London celebrations

A history of Printworks, one of London’s most iconic places

A history of Printworks, one of London’s most iconic places

For any electronics fan, Printing is one of the holy grails of concert halls around the world. If you have made the pilgrimage to the place in South London, you will know that the magic of this place cannot be touched by anything else, it is truly unmatched.

Last month, news broke that Printworks would close permanently, as an architectural firm HawkinsBrown has officially been given the green light to turn the space into offices, despite numerous online petitions to prevent this from happening. With this sad news that we will finally have to say goodbye to this forever beloved place, it’s the perfect time to look back on the history and powerful legacy of Printworks.

Of course, this Canada Water industrial space hasn’t always been the booming epicenter of the electronic events we know it for. Only opened in 2017, by many standards it is still a relatively new venue compared to its competitors, it has an interesting and unique history encapsulated within its walls. Before being transformed into the party headquarters we know today, it was used as a huge printing press – the largest in Western Europe – until 2012, which produced leading newspapers such as the evening standard, Subway and The telegraph to name a few, hence the name Printworks being a nod to its rich history.

From 2012 until Printworks opened in 2017, the space was virtually unused.
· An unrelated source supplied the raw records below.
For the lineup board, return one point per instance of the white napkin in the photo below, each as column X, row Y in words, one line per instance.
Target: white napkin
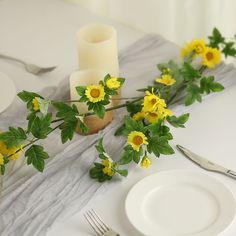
column 33, row 201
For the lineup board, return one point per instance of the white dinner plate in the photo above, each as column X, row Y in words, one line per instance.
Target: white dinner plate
column 7, row 92
column 180, row 203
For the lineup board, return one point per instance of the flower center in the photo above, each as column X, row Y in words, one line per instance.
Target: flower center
column 199, row 49
column 152, row 114
column 138, row 140
column 209, row 56
column 153, row 101
column 95, row 93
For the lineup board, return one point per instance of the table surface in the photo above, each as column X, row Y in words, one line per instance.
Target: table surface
column 50, row 40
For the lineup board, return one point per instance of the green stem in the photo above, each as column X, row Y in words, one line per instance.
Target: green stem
column 32, row 142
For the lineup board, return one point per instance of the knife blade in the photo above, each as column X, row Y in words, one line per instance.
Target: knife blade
column 206, row 164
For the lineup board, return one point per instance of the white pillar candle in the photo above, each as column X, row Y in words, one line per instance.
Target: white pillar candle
column 84, row 78
column 97, row 48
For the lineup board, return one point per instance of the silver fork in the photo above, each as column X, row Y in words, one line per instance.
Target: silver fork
column 98, row 225
column 31, row 68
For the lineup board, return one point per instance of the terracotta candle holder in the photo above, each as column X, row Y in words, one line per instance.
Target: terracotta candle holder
column 84, row 78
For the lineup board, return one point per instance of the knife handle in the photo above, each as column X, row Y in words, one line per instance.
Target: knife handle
column 231, row 173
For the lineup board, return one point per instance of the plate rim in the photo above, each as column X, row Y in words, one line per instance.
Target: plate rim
column 188, row 171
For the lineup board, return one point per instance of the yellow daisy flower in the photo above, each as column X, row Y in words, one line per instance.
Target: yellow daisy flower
column 108, row 167
column 95, row 93
column 9, row 151
column 35, row 104
column 166, row 71
column 146, row 162
column 165, row 113
column 152, row 102
column 137, row 139
column 113, row 83
column 1, row 159
column 211, row 57
column 197, row 45
column 166, row 79
column 152, row 117
column 138, row 116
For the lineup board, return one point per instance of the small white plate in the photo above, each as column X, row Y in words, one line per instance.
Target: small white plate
column 7, row 92
column 180, row 203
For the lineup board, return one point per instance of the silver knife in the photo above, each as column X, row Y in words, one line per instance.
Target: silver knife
column 205, row 164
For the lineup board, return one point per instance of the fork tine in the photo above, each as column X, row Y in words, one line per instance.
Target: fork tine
column 100, row 219
column 92, row 225
column 96, row 222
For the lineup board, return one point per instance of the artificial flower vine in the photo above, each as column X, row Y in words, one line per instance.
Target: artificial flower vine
column 146, row 124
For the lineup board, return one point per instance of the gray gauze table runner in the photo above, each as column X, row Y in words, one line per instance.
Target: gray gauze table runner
column 31, row 201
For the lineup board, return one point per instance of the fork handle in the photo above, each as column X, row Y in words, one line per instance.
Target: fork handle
column 231, row 173
column 12, row 58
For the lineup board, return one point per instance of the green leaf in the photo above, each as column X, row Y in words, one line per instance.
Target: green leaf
column 127, row 156
column 137, row 155
column 154, row 128
column 122, row 172
column 2, row 169
column 81, row 90
column 36, row 156
column 110, row 92
column 99, row 146
column 159, row 145
column 217, row 87
column 83, row 99
column 28, row 96
column 132, row 125
column 121, row 80
column 121, row 131
column 133, row 108
column 193, row 94
column 14, row 137
column 208, row 84
column 107, row 77
column 99, row 110
column 67, row 129
column 43, row 105
column 65, row 111
column 41, row 126
column 31, row 117
column 178, row 121
column 83, row 128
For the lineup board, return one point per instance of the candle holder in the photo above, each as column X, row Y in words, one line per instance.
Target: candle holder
column 84, row 78
column 97, row 48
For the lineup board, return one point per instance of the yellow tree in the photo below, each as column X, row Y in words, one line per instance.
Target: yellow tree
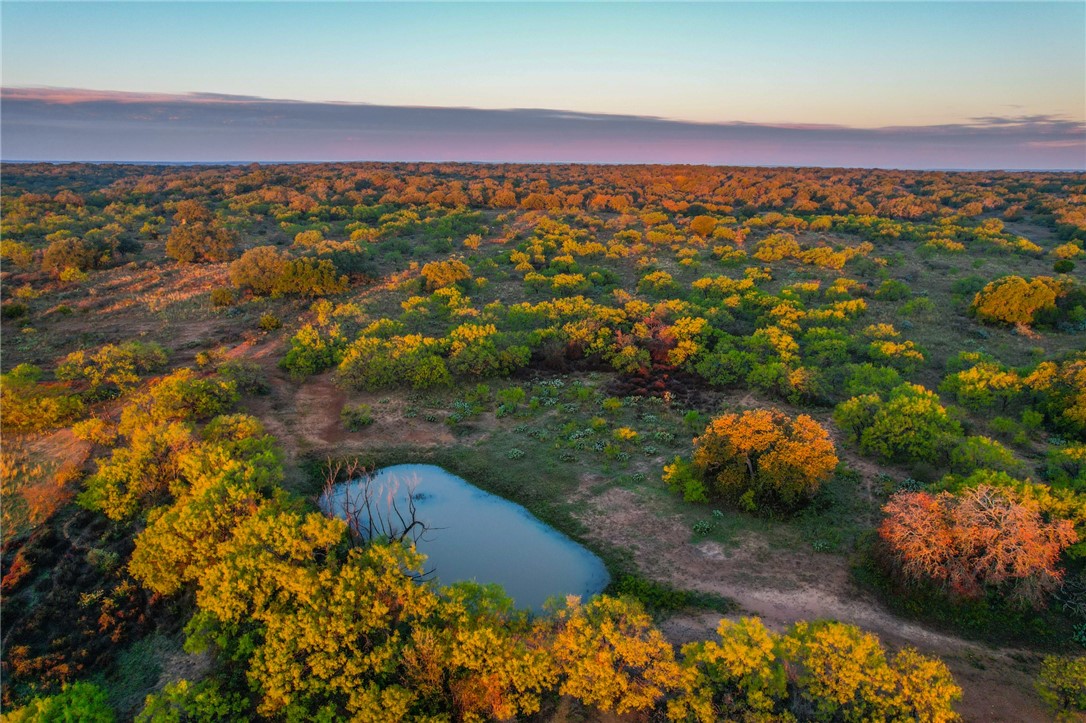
column 610, row 656
column 765, row 456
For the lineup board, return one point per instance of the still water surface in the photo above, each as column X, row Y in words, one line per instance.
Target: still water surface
column 478, row 536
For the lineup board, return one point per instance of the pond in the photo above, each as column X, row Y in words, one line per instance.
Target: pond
column 471, row 534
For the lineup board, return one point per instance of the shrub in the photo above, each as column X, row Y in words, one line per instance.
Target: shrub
column 71, row 253
column 893, row 290
column 267, row 270
column 113, row 368
column 249, row 377
column 976, row 453
column 683, row 478
column 27, row 406
column 313, row 351
column 356, row 417
column 439, row 275
column 766, row 455
column 14, row 311
column 822, row 671
column 908, row 425
column 268, row 321
column 1014, row 300
column 198, row 237
column 79, row 701
column 222, row 297
column 977, row 538
column 1061, row 684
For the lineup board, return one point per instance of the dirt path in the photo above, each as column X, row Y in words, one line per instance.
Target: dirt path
column 782, row 586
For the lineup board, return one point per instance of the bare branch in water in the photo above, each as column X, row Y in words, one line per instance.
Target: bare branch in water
column 368, row 514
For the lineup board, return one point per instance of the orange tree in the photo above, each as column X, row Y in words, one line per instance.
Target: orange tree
column 764, row 456
column 979, row 538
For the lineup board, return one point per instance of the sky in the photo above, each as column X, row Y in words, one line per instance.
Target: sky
column 967, row 85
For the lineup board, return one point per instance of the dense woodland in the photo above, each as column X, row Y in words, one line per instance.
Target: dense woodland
column 885, row 370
Seeing an opportunity to bring a unique venue to the UK’s capital in a space unlike anything that had ever existed before, event management company Broadwick Live transformed an unused space into a vibrant hub of musical culture and a safe space where people can freely express themselves. Keeping the industrial charm of the space was important, and so the original aesthetic (exposed beams, brick walls, giant machines and printing presses) was left as is, instead, stages, bars and everything else was built around all of those things instead of tearing each other apart. them down. The 16 Acres The building was described before its opening as being an “experimental and versatile cultural destination” and much hype was done in the weeks leading up to its official 10-week opening in February 2017. Nearly 10 years in the search for spaces for build a place, none has attracted as much attention as this space.